131 children were referred after their vision screening, a total of 154 were consented and received the eye exam (76 who had passed and 78 who had failed).MKVSS SS sensitivity was .64 with .92 specificity. As previously reported, VIP sensitivities were as follows: Eyecare Practitioners (.63), Nurses (.64), Lay Screeners (.61), with specificities set at .90.
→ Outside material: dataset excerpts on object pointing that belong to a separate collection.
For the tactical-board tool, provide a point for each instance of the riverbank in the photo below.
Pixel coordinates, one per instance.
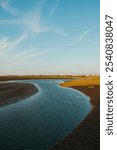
(12, 92)
(87, 135)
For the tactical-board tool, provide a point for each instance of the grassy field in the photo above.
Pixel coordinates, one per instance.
(83, 81)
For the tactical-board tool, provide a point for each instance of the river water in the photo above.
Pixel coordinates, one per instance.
(39, 122)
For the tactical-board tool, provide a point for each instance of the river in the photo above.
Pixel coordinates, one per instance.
(39, 122)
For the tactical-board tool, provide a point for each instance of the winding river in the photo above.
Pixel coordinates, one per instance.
(39, 122)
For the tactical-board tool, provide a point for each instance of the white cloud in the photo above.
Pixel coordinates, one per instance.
(4, 4)
(53, 9)
(22, 58)
(7, 44)
(82, 36)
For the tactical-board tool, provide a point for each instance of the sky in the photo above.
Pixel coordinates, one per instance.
(49, 37)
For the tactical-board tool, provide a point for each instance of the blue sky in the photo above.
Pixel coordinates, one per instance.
(49, 37)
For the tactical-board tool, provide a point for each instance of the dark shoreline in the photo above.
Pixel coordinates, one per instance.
(87, 135)
(12, 92)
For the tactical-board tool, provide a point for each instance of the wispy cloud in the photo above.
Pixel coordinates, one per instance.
(7, 44)
(82, 36)
(5, 5)
(23, 58)
(33, 24)
(53, 9)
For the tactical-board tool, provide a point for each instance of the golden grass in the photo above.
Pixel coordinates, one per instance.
(83, 81)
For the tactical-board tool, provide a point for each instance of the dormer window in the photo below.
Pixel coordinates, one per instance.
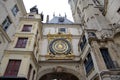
(62, 30)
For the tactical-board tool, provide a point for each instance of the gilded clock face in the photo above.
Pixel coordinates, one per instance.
(60, 46)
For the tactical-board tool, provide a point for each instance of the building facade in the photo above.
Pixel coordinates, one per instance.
(100, 51)
(87, 49)
(11, 11)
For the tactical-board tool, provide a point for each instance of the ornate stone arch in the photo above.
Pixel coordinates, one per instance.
(66, 70)
(116, 38)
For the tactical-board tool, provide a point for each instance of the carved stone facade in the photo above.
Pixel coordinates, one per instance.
(87, 49)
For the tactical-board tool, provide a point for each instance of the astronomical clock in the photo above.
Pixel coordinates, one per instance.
(59, 46)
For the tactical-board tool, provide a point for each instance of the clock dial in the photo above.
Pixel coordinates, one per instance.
(60, 46)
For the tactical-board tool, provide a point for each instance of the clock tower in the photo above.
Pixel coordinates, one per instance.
(59, 55)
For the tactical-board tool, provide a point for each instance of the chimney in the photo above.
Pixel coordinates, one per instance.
(47, 19)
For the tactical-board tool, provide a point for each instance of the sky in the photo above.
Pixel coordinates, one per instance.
(50, 7)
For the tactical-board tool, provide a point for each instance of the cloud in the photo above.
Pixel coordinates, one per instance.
(49, 7)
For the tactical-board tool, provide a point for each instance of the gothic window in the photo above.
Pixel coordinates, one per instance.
(6, 23)
(118, 11)
(15, 10)
(106, 57)
(96, 2)
(88, 63)
(31, 16)
(29, 72)
(27, 28)
(12, 68)
(62, 30)
(21, 43)
(83, 42)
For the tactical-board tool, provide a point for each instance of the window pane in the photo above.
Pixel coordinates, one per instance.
(108, 61)
(88, 63)
(21, 43)
(27, 28)
(62, 30)
(12, 68)
(6, 23)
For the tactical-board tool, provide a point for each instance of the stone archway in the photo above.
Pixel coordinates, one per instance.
(60, 73)
(58, 76)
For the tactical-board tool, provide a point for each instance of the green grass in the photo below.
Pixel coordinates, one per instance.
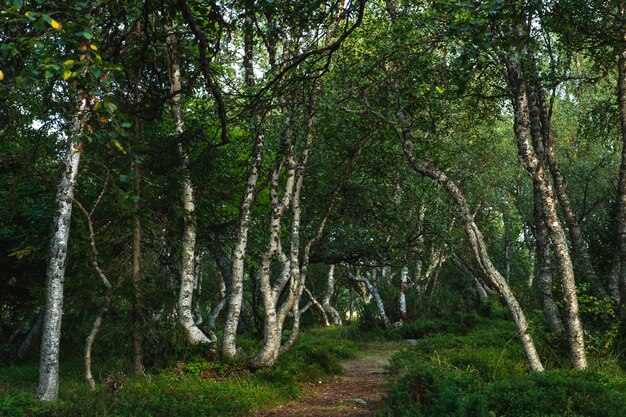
(198, 386)
(483, 372)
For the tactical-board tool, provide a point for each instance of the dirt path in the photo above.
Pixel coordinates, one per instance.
(359, 392)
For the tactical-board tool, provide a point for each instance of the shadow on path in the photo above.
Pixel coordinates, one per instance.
(358, 392)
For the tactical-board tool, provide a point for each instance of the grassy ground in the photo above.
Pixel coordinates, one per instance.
(479, 369)
(198, 386)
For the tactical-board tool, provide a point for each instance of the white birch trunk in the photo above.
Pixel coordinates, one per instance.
(477, 243)
(57, 253)
(404, 288)
(187, 274)
(330, 289)
(548, 197)
(374, 292)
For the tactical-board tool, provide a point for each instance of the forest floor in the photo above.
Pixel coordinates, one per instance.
(358, 392)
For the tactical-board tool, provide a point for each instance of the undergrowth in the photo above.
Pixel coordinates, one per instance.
(199, 385)
(483, 373)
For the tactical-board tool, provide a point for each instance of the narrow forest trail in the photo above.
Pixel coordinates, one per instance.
(358, 392)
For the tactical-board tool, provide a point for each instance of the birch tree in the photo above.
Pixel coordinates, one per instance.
(48, 387)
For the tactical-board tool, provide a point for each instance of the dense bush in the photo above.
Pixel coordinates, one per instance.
(484, 373)
(197, 386)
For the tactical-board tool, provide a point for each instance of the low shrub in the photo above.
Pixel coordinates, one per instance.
(484, 373)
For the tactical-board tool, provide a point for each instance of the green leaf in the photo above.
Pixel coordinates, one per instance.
(112, 107)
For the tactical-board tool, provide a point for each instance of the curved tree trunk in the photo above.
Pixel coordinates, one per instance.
(374, 292)
(541, 180)
(544, 271)
(55, 274)
(621, 196)
(477, 243)
(187, 275)
(330, 289)
(404, 288)
(32, 339)
(540, 131)
(229, 347)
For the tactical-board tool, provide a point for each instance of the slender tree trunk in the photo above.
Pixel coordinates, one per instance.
(318, 305)
(32, 339)
(137, 314)
(544, 271)
(229, 347)
(483, 296)
(477, 243)
(48, 388)
(185, 298)
(374, 292)
(537, 172)
(404, 289)
(540, 130)
(330, 289)
(621, 196)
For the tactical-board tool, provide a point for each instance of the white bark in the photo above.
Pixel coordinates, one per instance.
(57, 253)
(229, 347)
(374, 292)
(477, 243)
(404, 288)
(187, 276)
(330, 289)
(318, 305)
(540, 178)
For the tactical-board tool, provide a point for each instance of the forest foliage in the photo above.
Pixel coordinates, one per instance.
(195, 183)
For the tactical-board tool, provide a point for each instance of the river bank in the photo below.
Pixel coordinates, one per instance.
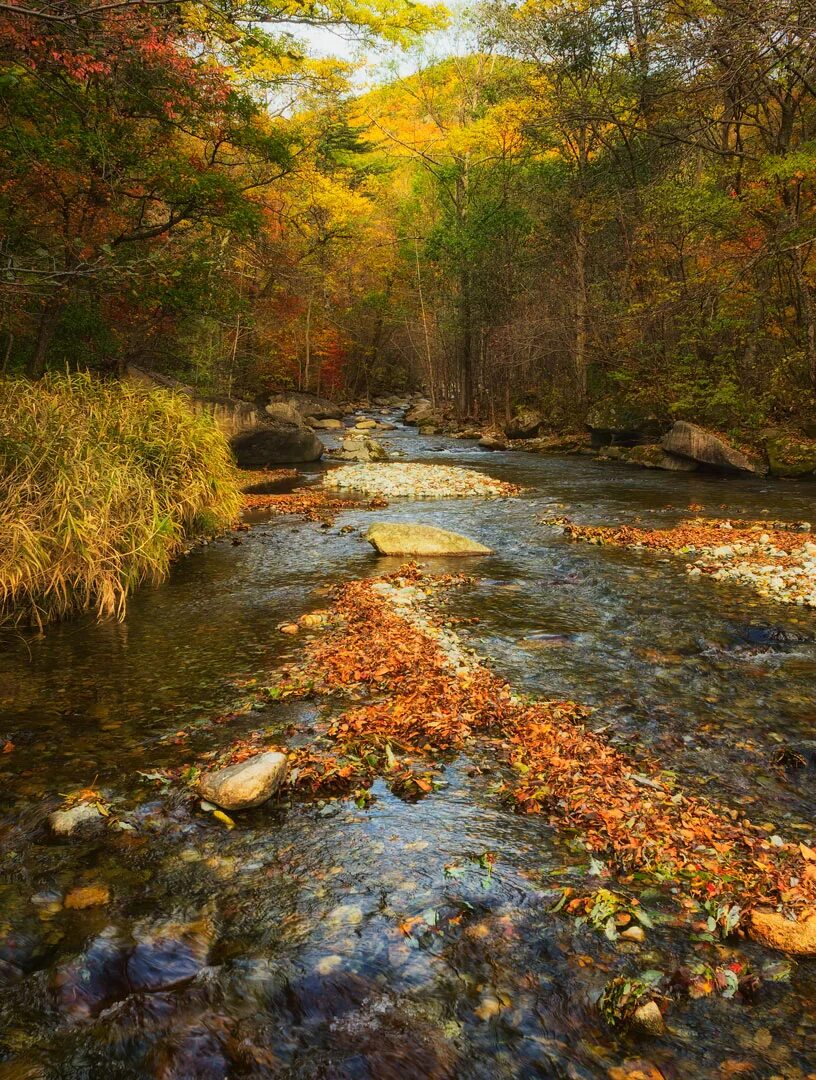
(406, 935)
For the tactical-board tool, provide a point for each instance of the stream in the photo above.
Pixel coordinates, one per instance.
(277, 948)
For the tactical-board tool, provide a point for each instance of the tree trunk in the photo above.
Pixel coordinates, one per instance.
(48, 325)
(581, 313)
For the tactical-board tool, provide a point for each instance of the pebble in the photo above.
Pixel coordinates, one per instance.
(90, 895)
(634, 934)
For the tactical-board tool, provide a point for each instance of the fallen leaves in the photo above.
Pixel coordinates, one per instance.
(420, 707)
(777, 562)
(311, 504)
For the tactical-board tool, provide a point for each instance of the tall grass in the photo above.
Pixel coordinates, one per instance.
(100, 486)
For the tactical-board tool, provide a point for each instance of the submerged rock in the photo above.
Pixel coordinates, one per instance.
(362, 448)
(167, 954)
(89, 895)
(94, 979)
(402, 539)
(492, 443)
(82, 818)
(246, 784)
(649, 1018)
(774, 930)
(327, 424)
(421, 413)
(689, 441)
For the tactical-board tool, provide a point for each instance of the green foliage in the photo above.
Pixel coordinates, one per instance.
(103, 484)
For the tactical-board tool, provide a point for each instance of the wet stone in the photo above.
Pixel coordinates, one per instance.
(165, 956)
(82, 818)
(246, 784)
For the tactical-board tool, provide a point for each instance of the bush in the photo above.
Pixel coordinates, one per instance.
(100, 486)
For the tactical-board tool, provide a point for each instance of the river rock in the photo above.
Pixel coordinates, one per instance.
(87, 895)
(246, 784)
(654, 457)
(324, 424)
(82, 818)
(421, 413)
(524, 424)
(689, 441)
(625, 423)
(276, 444)
(790, 456)
(492, 443)
(649, 1018)
(306, 405)
(283, 413)
(402, 539)
(774, 930)
(362, 448)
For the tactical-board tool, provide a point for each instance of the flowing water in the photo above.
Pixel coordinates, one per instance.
(279, 948)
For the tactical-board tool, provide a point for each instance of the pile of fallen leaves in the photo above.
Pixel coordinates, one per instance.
(421, 704)
(311, 504)
(777, 562)
(688, 536)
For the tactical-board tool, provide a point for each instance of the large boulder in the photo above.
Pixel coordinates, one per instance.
(247, 784)
(399, 539)
(421, 413)
(283, 413)
(655, 457)
(624, 423)
(697, 444)
(526, 423)
(775, 931)
(324, 424)
(275, 444)
(359, 447)
(306, 405)
(790, 455)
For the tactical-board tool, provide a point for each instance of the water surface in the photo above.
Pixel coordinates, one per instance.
(279, 948)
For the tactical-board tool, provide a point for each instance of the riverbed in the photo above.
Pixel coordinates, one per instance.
(396, 939)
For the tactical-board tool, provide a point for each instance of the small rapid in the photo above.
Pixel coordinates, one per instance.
(342, 941)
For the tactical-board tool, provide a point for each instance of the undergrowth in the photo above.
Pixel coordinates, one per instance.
(102, 484)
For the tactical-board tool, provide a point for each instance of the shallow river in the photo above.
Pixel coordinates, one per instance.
(275, 949)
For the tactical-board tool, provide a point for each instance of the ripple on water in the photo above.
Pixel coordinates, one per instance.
(372, 942)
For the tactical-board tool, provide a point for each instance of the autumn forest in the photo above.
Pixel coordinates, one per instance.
(407, 540)
(582, 201)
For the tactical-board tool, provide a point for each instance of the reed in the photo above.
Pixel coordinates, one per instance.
(102, 484)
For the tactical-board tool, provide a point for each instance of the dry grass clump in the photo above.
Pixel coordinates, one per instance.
(100, 486)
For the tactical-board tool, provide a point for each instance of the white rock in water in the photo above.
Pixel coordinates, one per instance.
(246, 784)
(66, 822)
(402, 539)
(649, 1018)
The data obtained in MPVSS compare very closely with that previously published by VIP, even with different subject ages (3-5 years in VIP, 5-6 years in MKVSS). All three categories of screeners in VIP were trained, certified, and monitored throughout data collection to ensure compliance with all study protocols. MKVSS screeners were trained in the procedures, but were not monitored closely during data collection. Thus, their performance more closely approximates that of personnel who typically carry out vision screening in community based school settings, in comparison to VIP personnel operating under strict study protocols and with younger children. In spite of these differences in the screening environment, the results are virtually identical to that published in VIP. The automated SureSight thus provides a screening tool capable of use under field conditions that is equivalent to that of more highly trained personnel.